C’est sans doute là tout le talent de Kampfar sur ce premier album, c’est de jouer avec subtilité entre les passages agressifs, les moments de pure évasion, mais aussi de jongler avec habilité entre les éléments folkloriques et ceux électrique. Un vrai travail de funambule avec encore une fois Valdogg en parfaite illustration ou bien Hymne à la mélodie incroyable et où les cœurs viking font mouche. C’est puissant et adroit, un peu comme certains titres d’Enslaved qui arrivent à dégager ce sentiment d’exaltation et de ferveur comme touché par la grâce des dieux d’Asgard. Tout semble couler de source, de manière très naturelle comme sur le titre Bukkerferd par exemple, où les breaks entre les parties rapides et les moments d’accalmies (certains mid-tempo font presque penser à une sorte de rituel ou de procession) sont vraiment jouissifs, toujours portée par une ligne de guitare en général assez simple, mais d’un phrasé et d’une beauté qui impose le respect.

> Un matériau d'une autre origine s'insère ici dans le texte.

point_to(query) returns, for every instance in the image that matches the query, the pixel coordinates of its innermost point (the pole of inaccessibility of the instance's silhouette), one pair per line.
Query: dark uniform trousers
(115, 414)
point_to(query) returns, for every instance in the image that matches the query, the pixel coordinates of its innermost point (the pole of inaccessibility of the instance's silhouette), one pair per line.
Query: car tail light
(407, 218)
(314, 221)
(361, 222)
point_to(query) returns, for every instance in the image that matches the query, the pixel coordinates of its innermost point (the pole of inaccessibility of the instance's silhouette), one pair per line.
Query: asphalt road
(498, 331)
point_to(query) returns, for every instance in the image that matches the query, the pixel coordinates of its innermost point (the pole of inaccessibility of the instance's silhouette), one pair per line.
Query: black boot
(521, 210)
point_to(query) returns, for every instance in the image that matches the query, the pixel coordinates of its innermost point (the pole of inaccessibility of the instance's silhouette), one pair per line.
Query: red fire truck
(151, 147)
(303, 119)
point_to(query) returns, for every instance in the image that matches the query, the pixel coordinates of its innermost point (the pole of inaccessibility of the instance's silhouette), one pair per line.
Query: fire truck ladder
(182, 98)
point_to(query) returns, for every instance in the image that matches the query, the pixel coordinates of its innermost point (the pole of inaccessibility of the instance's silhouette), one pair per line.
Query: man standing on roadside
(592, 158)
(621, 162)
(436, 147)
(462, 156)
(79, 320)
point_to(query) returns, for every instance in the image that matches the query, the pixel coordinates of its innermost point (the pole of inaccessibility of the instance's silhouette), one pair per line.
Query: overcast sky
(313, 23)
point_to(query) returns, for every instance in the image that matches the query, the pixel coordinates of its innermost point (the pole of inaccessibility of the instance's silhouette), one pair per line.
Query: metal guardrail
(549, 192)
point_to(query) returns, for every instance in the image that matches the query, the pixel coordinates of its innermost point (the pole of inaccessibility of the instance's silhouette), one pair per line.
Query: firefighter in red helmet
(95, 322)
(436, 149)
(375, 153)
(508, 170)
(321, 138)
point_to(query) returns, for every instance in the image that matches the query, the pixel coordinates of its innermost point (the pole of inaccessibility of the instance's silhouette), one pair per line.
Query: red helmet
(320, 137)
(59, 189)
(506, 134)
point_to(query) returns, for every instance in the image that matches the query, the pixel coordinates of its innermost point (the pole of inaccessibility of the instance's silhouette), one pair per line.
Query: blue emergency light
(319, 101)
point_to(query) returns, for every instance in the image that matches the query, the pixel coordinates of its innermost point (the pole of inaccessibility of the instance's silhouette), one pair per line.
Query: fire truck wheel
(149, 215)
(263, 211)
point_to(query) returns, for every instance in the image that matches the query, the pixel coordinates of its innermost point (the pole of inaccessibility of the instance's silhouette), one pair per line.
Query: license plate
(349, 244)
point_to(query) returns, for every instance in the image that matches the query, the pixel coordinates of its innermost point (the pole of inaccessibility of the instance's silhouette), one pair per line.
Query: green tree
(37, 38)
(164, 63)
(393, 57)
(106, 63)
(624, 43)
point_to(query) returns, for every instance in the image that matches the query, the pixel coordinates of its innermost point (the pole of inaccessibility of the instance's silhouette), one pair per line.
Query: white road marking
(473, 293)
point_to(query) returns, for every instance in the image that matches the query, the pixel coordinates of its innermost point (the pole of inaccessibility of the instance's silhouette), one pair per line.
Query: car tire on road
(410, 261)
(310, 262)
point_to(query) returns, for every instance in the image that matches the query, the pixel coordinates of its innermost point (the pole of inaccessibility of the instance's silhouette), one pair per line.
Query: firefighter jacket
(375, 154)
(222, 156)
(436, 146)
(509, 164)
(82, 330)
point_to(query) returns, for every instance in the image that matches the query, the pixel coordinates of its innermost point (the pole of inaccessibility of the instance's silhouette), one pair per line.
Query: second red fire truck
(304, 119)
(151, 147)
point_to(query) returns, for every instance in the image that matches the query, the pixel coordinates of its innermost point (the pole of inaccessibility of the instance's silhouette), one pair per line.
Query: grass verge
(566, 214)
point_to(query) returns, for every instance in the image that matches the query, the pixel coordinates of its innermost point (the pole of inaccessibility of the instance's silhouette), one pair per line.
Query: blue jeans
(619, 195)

Nul besoin d’épiloguer d’avantage, Mellom Skogkledde Aaser, est un petit bijou de Pagan Black Metal. Il est traversé d’ambiances incroyables, d’une spontanéité et d’un naturel qui fait souvent trop défaut dans le genre, surtout actuellement. Avec ce premier album, Kampfar, tout comme Windir dans sa discographie, arrive à cristalliser à ce qui fera l’essence de ce genre, mais sans jamais aller dans les clichés, ni verser dans la musique faussement épique avec une multitude de notes éculées ou les chansons à boire. Un superbe album, tout court, et pourquoi pas un disque à écouter pour montrer que non, la musique Pagan / Folk, ne se résume pas à des beaufs avec des cornes à boire.